Le diagnostic d’HAI est évoqué devant la positivité d’anticorps anti-tissus (anticorps anti-nucléaires et anti-muscle lisse, ou anti-liver-kidney ou anti-soluble-liver-antigen/liver pancreas) les valeurs élevées d’immunoglobuline G (IgG) et l’existence de caractéristiques histologiques évocatrices. Cependant le diagnostic reste difficile car les anticorps anti-tissus peuvent ne pas être détectés chez 25%-40% des patients et la concentration sérique des IgG peut être normale chez 20%-30% des patients. De plus l’aspect histologique dans le cadre de l’HAI aiguë sévère peut-être différent de celui d’une HAI classique car une nécrose importante peut masquer les caractéristiques typiques. L’infiltrat inflammatoire et la nécrose sont souvent présents dans la région centro-lobulaire comme rapportés par plusieurs études.
3) Pouvez-vous nous décrire l’objectif de l’étude Pro-Surfasa qui a reçu le financement PHRC?
L’objectif principal de cette étude est d’évaluer de façon prospective un score, construit grâce à l’étude rétrospective SURFASA, pour prédire la réponse aux corticoïdes des patients ayant une hépatite auto-immune aiguë sévère. Ce score permet d’identifier les patients répondeurs au traitement par corticoïdes et les patients non-répondeurs pour qui la poursuite du traitement est inutile et délétère. Les patients non répondeurs doivent être rapidement évalués pour une transplantation hépatique.
4) Combien de centres participent à cette étude ?
Nous avons prévu d’ouvrir 32 centres français pour un total de 150 patients inclus sur 3 ans. La plupart des centres sont des centres de transplantation hépatique ou des centres de compétence du réseau des MIVB-H de la filière Filfoie.
5) Quelles sont les autres études qui sont en cours dans votre centre?
Au CHB nous participons à une étude collaborative européenne concernant la caractérisation et comparaison des hépatites auto-immunes cholestatiques et des hépatites aiguës toxiques (DILI= drug induced liver injury) cholestatiques.

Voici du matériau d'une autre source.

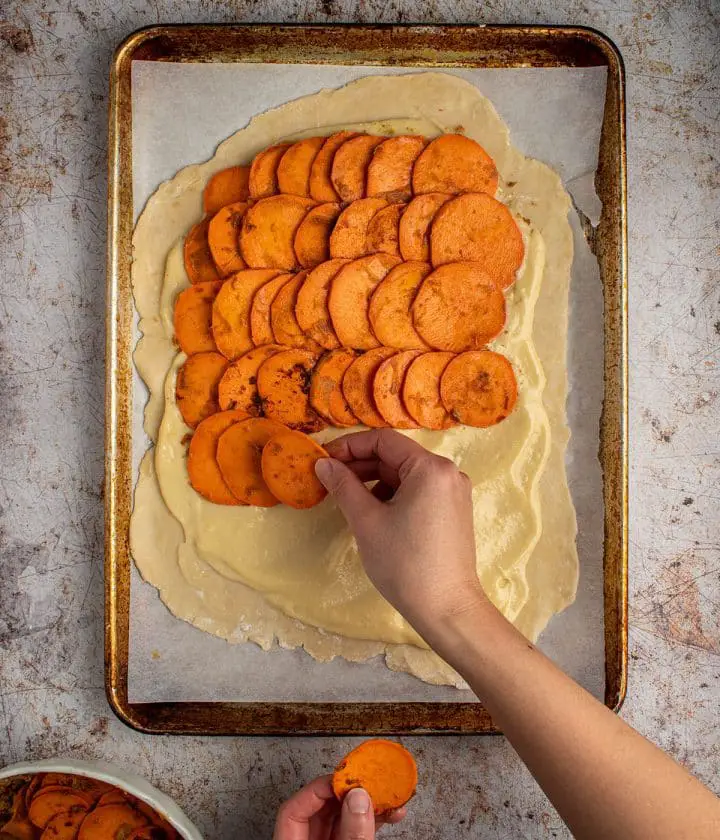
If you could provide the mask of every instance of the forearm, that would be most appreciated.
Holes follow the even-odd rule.
[[[472,686],[576,837],[719,836],[720,800],[487,601],[421,632]]]

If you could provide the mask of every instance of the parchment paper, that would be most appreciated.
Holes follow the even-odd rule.
[[[255,114],[291,99],[368,75],[416,68],[277,64],[133,62],[135,220],[157,186]],[[552,166],[577,207],[597,222],[593,188],[605,102],[605,68],[447,70],[475,84],[510,128],[525,155]],[[402,103],[398,103],[402,117]],[[540,647],[598,697],[604,688],[603,504],[597,460],[602,408],[603,302],[597,262],[571,214],[575,258],[570,287],[568,481],[578,518],[580,583],[575,603],[556,616]],[[145,386],[135,374],[135,475],[149,441],[142,428]],[[173,558],[168,558],[173,562]],[[210,664],[211,663],[211,664]],[[264,652],[230,645],[175,618],[133,567],[128,692],[131,702],[166,701],[440,701],[467,702],[470,692],[427,685],[391,672],[380,658],[318,663],[301,650]]]

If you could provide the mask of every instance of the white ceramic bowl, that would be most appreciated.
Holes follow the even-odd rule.
[[[154,788],[141,776],[128,773],[119,767],[102,762],[76,761],[70,758],[53,758],[47,761],[29,761],[21,764],[9,764],[0,770],[0,779],[11,776],[26,776],[33,773],[74,773],[76,776],[89,776],[116,785],[154,808],[170,823],[183,840],[203,840],[202,834],[195,828],[180,807],[164,793]]]

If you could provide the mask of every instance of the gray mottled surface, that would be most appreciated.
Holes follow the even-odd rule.
[[[209,840],[254,840],[269,837],[278,802],[349,743],[150,738],[106,704],[102,360],[113,47],[157,21],[573,23],[608,33],[628,70],[631,662],[623,715],[718,789],[719,14],[716,2],[682,0],[0,4],[0,760],[111,760],[175,796]],[[393,836],[567,836],[504,740],[407,741],[419,757],[420,795]]]

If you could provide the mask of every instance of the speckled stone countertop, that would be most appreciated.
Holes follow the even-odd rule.
[[[581,24],[607,33],[628,71],[631,630],[622,714],[720,791],[717,3],[1,5],[0,762],[113,761],[175,797],[208,840],[255,840],[270,836],[278,803],[350,743],[151,738],[123,726],[105,700],[105,166],[115,45],[159,21]],[[569,836],[502,738],[406,742],[419,758],[420,795],[388,836]]]

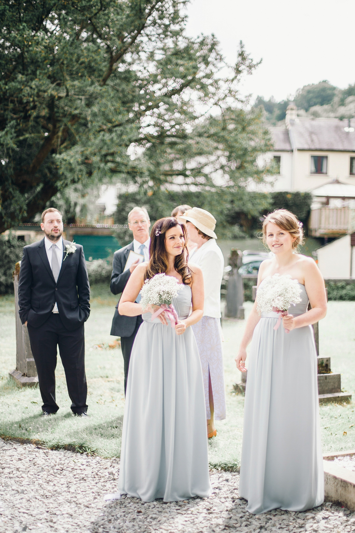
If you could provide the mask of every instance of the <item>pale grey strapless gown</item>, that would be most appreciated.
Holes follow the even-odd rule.
[[[300,284],[301,285],[301,284]],[[288,312],[305,313],[308,297]],[[240,496],[251,513],[301,511],[324,499],[317,363],[310,326],[285,333],[262,313],[252,341],[244,404]]]
[[[186,318],[191,289],[173,305]],[[209,496],[206,410],[200,356],[191,327],[177,335],[152,315],[136,337],[125,406],[119,490],[151,502]]]

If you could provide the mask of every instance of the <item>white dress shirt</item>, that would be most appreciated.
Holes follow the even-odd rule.
[[[203,316],[220,318],[221,284],[225,260],[216,239],[210,239],[200,248],[196,249],[189,259],[192,263],[195,263],[200,266],[203,275]]]
[[[44,238],[44,244],[46,247],[46,252],[47,253],[47,257],[48,257],[48,260],[49,262],[49,266],[51,267],[51,270],[52,270],[52,255],[53,253],[53,249],[51,248],[52,244],[55,244],[56,248],[55,249],[57,257],[58,259],[58,264],[59,264],[59,270],[60,270],[62,267],[62,263],[63,262],[63,239],[62,237],[60,238],[59,240],[57,243],[52,243],[51,240],[46,237]],[[53,310],[52,313],[59,313],[58,308],[57,306],[57,303],[55,302],[55,305],[53,308]]]
[[[151,238],[146,240],[145,243],[138,243],[135,239],[133,239],[133,251],[136,254],[140,254],[139,248],[142,244],[144,244],[145,248],[143,249],[143,254],[144,255],[144,261],[149,261],[149,245],[151,242]]]

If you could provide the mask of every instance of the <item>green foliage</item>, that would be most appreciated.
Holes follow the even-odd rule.
[[[94,259],[86,261],[86,268],[90,285],[108,283],[110,285],[112,272],[112,257],[106,259]]]
[[[275,209],[288,209],[306,226],[312,203],[310,192],[287,192],[282,191],[271,193],[270,211]]]
[[[219,239],[252,236],[261,229],[260,219],[275,209],[284,208],[294,213],[307,229],[312,201],[309,192],[255,192],[242,188],[221,188],[216,190],[169,191],[159,189],[148,194],[143,190],[120,195],[114,214],[116,224],[127,224],[127,215],[135,206],[145,207],[152,222],[170,216],[177,205],[187,204],[211,213],[217,220]],[[120,230],[117,236],[122,245],[132,240],[129,230]]]
[[[331,103],[335,94],[336,87],[326,79],[319,83],[304,85],[299,89],[294,100],[298,107],[308,111],[313,106],[325,106]]]
[[[270,138],[237,90],[257,65],[241,44],[219,78],[215,38],[184,35],[187,2],[0,0],[0,232],[73,184],[262,180]]]
[[[0,236],[0,294],[13,294],[12,272],[22,256],[24,244],[11,233],[8,239]]]
[[[346,98],[348,98],[349,96],[355,96],[355,83],[353,85],[349,85],[346,89],[343,89],[340,91],[340,101],[339,102],[340,105],[344,105]]]
[[[355,300],[355,283],[345,281],[329,281],[326,283],[328,300],[353,302]]]
[[[258,96],[254,104],[254,107],[262,106],[265,111],[267,121],[270,124],[276,124],[280,120],[284,120],[286,110],[290,103],[288,100],[276,102],[273,96],[268,100],[264,100],[262,96]]]
[[[127,224],[127,215],[135,206],[145,207],[152,222],[170,216],[177,205],[187,204],[205,209],[217,220],[216,232],[219,239],[236,239],[252,235],[260,224],[260,213],[269,208],[270,198],[264,193],[251,192],[244,188],[215,190],[169,191],[167,189],[120,195],[115,213],[116,224]],[[131,233],[120,230],[117,239],[122,245],[132,239]]]

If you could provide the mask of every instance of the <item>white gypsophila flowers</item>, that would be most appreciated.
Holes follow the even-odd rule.
[[[296,279],[292,279],[288,274],[274,274],[263,280],[257,292],[258,311],[268,313],[276,308],[279,311],[287,311],[291,304],[294,305],[301,301],[301,288]]]
[[[172,298],[177,296],[181,288],[176,278],[166,274],[155,274],[151,279],[145,280],[142,288],[142,309],[148,305],[170,305]]]
[[[63,261],[65,261],[67,259],[67,256],[69,254],[73,254],[76,250],[77,249],[77,247],[75,246],[76,244],[76,243],[73,241],[72,243],[65,245],[65,252],[67,253],[65,254],[65,257],[63,260]]]

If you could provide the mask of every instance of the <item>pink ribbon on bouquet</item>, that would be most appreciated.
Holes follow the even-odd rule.
[[[162,304],[159,309],[155,313],[153,313],[152,315],[152,320],[154,320],[154,318],[156,318],[161,313],[163,312],[167,318],[170,320],[172,328],[175,327],[177,324],[179,324],[179,317],[177,316],[177,313],[174,309],[174,305],[168,305],[166,303]]]
[[[278,318],[277,319],[277,322],[276,322],[276,325],[274,326],[274,329],[276,330],[278,329],[280,324],[281,324],[281,319],[284,317],[285,317],[286,314],[288,314],[287,311],[281,311],[280,309],[278,309],[277,307],[273,308],[273,312],[278,313]],[[285,333],[290,333],[290,329],[286,329],[285,328]]]

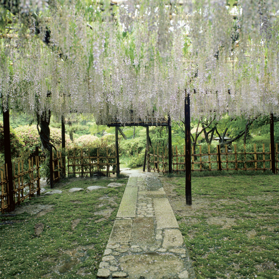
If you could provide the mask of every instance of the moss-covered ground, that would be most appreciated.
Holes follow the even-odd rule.
[[[42,194],[22,203],[15,216],[1,216],[0,278],[95,278],[127,181],[116,180],[123,183],[119,188],[69,193],[112,181],[66,179],[55,185],[61,194]]]
[[[197,278],[279,278],[277,175],[163,179]]]

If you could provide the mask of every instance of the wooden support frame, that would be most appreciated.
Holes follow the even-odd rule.
[[[168,135],[168,173],[172,172],[171,162],[172,161],[172,142],[171,142],[171,124],[170,116],[167,116],[167,131]]]
[[[14,200],[14,189],[13,182],[13,165],[11,152],[11,144],[10,141],[10,113],[9,108],[6,110],[3,108],[3,127],[4,134],[4,154],[5,163],[7,167],[6,175],[8,183],[6,190],[8,197],[8,212],[15,209],[15,203]]]
[[[185,94],[186,94],[185,90]],[[190,96],[187,94],[184,103],[185,125],[185,196],[186,204],[192,205],[192,182],[191,171],[191,115]]]
[[[276,173],[276,166],[275,161],[275,141],[274,137],[274,117],[273,113],[270,113],[270,152],[271,159],[271,171]]]
[[[146,127],[146,158],[147,172],[150,172],[150,165],[149,164],[149,127]]]
[[[115,149],[116,152],[116,175],[120,174],[120,168],[119,164],[119,147],[118,146],[118,127],[115,127]]]

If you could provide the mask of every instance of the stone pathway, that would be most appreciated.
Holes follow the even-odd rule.
[[[158,174],[129,175],[97,278],[194,278]]]

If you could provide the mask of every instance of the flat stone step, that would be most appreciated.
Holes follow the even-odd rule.
[[[126,187],[116,217],[135,217],[137,199],[137,187]]]
[[[130,175],[97,277],[194,279],[183,237],[158,174]]]
[[[166,198],[153,199],[157,229],[177,228],[179,226],[171,206]]]

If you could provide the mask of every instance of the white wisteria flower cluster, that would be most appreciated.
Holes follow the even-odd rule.
[[[41,34],[0,39],[4,107],[179,120],[189,94],[192,118],[279,115],[277,0],[112,2],[37,1]]]

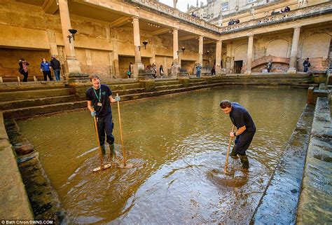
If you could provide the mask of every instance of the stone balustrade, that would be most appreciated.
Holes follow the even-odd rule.
[[[207,29],[216,32],[221,32],[221,27],[209,23],[200,18],[191,16],[185,13],[182,13],[177,9],[172,7],[168,6],[165,4],[157,2],[153,0],[128,0],[130,2],[136,3],[148,8],[153,8],[157,11],[170,15],[171,16],[188,21],[194,25],[202,27],[205,29]]]
[[[274,22],[281,22],[287,19],[296,19],[297,18],[310,16],[312,13],[317,13],[323,11],[332,11],[332,2],[327,2],[312,6],[308,6],[303,8],[299,8],[291,11],[284,13],[275,14],[266,16],[264,18],[251,20],[249,21],[240,22],[236,25],[227,26],[225,27],[219,27],[216,25],[209,23],[200,18],[191,16],[191,15],[182,13],[177,9],[167,6],[165,4],[157,2],[153,0],[127,0],[130,2],[136,3],[146,7],[152,8],[157,11],[170,15],[171,16],[184,20],[192,24],[195,24],[200,27],[204,27],[216,32],[219,33],[233,32],[243,29],[254,28],[263,25],[268,25]]]
[[[248,29],[249,27],[260,26],[262,25],[278,22],[287,19],[295,19],[300,17],[310,16],[312,13],[317,13],[325,11],[332,11],[332,3],[326,3],[319,5],[309,6],[303,8],[291,11],[284,13],[275,14],[267,17],[240,22],[236,25],[221,28],[222,33],[235,32],[239,29]]]

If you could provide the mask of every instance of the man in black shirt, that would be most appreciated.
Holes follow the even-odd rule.
[[[225,114],[230,115],[233,124],[237,128],[236,132],[230,132],[230,137],[236,137],[235,146],[230,153],[230,156],[235,158],[238,155],[242,168],[248,169],[249,161],[246,151],[255,135],[255,123],[247,109],[238,103],[223,100],[220,102],[220,107]]]
[[[60,80],[60,62],[57,60],[55,57],[55,55],[52,55],[52,60],[50,60],[50,66],[53,69],[54,76],[57,81]]]
[[[120,101],[120,97],[113,98],[112,91],[108,86],[100,84],[100,79],[98,75],[91,75],[90,79],[92,83],[92,87],[88,89],[85,92],[88,109],[91,112],[92,116],[97,116],[97,126],[98,128],[99,144],[102,146],[102,154],[106,154],[106,132],[107,142],[111,150],[111,157],[114,158],[114,137],[112,135],[114,124],[112,119],[111,102]]]

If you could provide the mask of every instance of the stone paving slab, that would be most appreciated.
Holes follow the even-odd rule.
[[[296,222],[332,224],[332,126],[328,99],[316,103]]]
[[[0,113],[0,219],[33,219],[34,215]]]
[[[305,107],[251,224],[295,224],[314,111]]]

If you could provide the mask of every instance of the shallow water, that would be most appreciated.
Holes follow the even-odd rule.
[[[232,158],[230,175],[223,172],[232,128],[219,106],[223,99],[244,106],[257,128],[248,173]],[[305,100],[305,90],[232,87],[121,102],[125,146],[134,167],[96,173],[88,111],[19,125],[73,222],[248,223]],[[112,110],[120,154],[116,105]]]

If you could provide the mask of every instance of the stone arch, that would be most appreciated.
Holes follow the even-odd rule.
[[[301,58],[327,58],[331,36],[324,33],[310,35],[303,39]]]
[[[243,64],[247,63],[247,50],[248,48],[247,43],[243,43],[237,46],[234,49],[234,61],[243,60]]]
[[[266,45],[265,55],[273,55],[279,57],[287,57],[289,44],[284,39],[275,39]]]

Il y a aussi en cours une étude rétrospective sur la récidive de la cholangite biliaire primitive en post-transplantation hépatique visant à identifier les facteurs prédictifs de non-réponse à l’acide ursodésoxycholique dans cette population.
6) Quelles sont les perspectives de recherche?
Une fois que le score de réponse aux corticoïdes pour les patients ayant une HAI aiguë sévère sera validé à l’échelle nationale, nous envisageons une validation européenne pour une utilisation dans la pratique clinique. Parmi nos objectifs il y a la participation aux études multicentriques du groupe international d’HAI (IAIHG).